I have a JSON file that looks as such:
library(jsonlite)
test_file <- jsonlite::fromJSON("https://raw.githubusercontent.com/datacfb123/testdata/main/test_file_lp.json")
If you open up test_file
in R, you can see it looks as such:
The problem arises from the latestPosts
data where some columns contain the data I need, but others don't.

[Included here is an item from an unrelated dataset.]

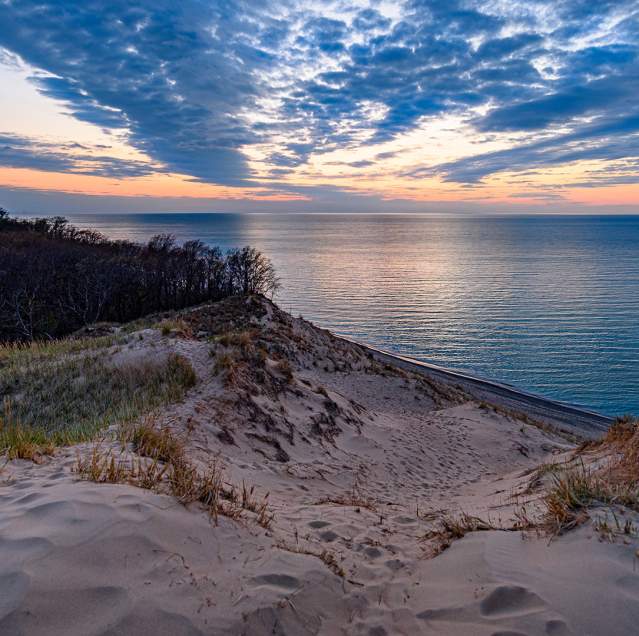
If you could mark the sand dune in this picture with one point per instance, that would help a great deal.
(361, 461)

If you open up the subdata for username3, you will see two columns titled locationName
and locationId
, like screen shot below:
But the nested data for username1
and username2
does not contain those fields, which is fine. username1
has nested data under latestPosts
that doesn't have what we need, while username2
has no data.
I am trying to write a script that captures the two location columns from whoever has them, while still keeping the original three columns that are in all of them. So the final dataframe would look like this:
CodePudding user response:
One option is a simple helper function that can be applied using map()
f <- function(lp) {
keys = c("locationName", "locationId")
if(all(keys %in% names(lp))) lp[keys] %>% filter(!is.na(locationName))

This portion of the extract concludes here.